Reading and Writing about a Sovereign Nation

     One literacy that Coosaponakeesa reads and then writes with over the course of the memorials is what it means to be a sovereign nation with “natural rights” in the colonial Southeast’s dynamic trans-national space. In 1747, she notes that “her Ancesstors, Tho under the Appellation of Savages, or Barbarions, were a brave and free born people, who never owed Allegiance, to or Acknowledged the sovereignty of any Crowned Head whatever, but have always maintained their own Possessions and Independency, Against all Opposers by Warr, at the Expence of their Blood; as they Can shew by the many Troophies of Victory, and Relicts of their Enimies slain in Defence of their Natural Rights.” Similarly, the 1754 memorial insists on the Creek Nation’s eternal “Independency,” in both the portion attributed to her and the portion attributed to Creek micos, but almost certainly written by her in her role as their agent and translator.
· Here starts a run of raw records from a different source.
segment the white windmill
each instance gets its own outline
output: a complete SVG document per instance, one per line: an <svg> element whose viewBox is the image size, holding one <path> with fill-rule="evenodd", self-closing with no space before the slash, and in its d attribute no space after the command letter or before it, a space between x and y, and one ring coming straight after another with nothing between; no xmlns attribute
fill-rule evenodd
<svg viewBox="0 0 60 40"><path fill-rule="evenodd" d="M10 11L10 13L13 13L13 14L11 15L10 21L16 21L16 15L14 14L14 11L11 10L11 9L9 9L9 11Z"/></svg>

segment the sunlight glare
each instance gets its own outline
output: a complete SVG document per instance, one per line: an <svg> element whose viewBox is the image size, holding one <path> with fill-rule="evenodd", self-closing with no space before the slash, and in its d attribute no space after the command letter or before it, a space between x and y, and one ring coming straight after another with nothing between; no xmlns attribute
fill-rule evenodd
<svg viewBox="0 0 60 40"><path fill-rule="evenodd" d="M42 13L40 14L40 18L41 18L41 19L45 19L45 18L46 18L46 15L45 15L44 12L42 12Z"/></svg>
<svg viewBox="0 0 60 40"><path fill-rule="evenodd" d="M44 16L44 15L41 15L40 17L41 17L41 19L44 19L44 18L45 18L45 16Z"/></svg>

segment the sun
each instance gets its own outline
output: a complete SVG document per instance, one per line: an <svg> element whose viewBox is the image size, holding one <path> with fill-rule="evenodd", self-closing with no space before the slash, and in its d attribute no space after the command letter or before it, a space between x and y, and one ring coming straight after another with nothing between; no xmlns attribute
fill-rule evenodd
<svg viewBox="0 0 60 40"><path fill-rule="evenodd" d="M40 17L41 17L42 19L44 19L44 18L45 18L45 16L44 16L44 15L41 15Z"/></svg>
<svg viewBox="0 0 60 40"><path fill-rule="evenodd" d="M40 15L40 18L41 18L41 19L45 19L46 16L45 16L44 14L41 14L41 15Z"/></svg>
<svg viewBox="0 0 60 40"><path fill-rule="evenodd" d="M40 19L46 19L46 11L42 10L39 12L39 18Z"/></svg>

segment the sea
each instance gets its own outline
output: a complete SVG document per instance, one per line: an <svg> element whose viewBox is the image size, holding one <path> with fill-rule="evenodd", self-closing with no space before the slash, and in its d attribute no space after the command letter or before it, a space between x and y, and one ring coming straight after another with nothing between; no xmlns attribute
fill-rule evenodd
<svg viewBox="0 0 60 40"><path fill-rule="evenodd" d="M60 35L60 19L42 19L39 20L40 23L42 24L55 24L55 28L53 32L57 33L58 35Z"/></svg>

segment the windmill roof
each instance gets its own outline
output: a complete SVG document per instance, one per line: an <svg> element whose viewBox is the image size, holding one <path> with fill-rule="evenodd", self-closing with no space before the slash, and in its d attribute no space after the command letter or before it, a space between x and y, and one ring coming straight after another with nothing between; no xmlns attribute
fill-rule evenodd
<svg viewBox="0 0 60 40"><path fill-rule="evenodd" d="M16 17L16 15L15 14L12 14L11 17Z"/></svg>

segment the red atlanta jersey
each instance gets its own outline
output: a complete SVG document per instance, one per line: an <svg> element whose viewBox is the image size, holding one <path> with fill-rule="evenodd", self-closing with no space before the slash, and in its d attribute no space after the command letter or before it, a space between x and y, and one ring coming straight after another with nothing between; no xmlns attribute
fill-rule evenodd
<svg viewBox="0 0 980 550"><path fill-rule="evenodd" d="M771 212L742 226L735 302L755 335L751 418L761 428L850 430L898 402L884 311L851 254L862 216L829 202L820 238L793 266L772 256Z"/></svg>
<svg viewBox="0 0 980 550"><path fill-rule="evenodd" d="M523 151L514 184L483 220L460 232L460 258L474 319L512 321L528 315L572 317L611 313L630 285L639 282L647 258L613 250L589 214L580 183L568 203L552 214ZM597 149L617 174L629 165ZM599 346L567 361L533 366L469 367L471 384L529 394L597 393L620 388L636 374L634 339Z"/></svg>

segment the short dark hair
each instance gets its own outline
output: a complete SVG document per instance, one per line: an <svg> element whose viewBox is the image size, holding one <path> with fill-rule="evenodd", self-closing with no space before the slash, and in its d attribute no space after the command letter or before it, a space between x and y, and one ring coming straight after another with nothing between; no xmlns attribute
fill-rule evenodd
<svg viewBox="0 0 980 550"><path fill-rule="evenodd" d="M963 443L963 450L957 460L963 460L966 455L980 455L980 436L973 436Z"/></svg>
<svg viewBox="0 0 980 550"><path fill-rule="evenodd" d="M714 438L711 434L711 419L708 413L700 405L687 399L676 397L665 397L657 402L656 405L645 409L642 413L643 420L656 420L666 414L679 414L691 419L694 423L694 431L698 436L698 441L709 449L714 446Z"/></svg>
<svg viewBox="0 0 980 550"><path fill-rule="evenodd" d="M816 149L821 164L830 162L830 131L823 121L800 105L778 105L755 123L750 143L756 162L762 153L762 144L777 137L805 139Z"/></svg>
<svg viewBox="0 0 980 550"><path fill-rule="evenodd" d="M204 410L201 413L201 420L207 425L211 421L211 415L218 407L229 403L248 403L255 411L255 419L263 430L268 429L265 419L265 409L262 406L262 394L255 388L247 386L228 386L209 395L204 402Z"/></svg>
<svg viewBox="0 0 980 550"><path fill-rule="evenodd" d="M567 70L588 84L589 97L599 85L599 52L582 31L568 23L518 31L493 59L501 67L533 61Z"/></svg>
Finally, in 1755, she adds language that indicates the present Creek peoples are the “Successors (Collectively) and Natural born Heirs” to the Creeks of the past. In statements like these, Coosaponakeesa perceives British principles of sovereignty as permitting alliance with but not allegiance to another nation and Crown. Her Creek ancestors were and contemporaries are free and independent and “maintain their own Possessions,” a formulation that aligns citizenship with personal status and property rights; this citizenship was endowed by God, confirmed and protected through blood and sacrifice, and continuously passed on to each successive generation in an unbroken genealogy. All of this history is at the root of Creek “natural rights.” Moreover, because elsewhere she links her inheritance and authority to her Creek kin, she also links Creek sovereignty to women’s lineages. Her marriage to Bosomworth specifically and British legal principles generally covers and replaces neither her nor Creek rights. Coosaponakeesa reads British sovereignty and then writes a Creek version into these memorials.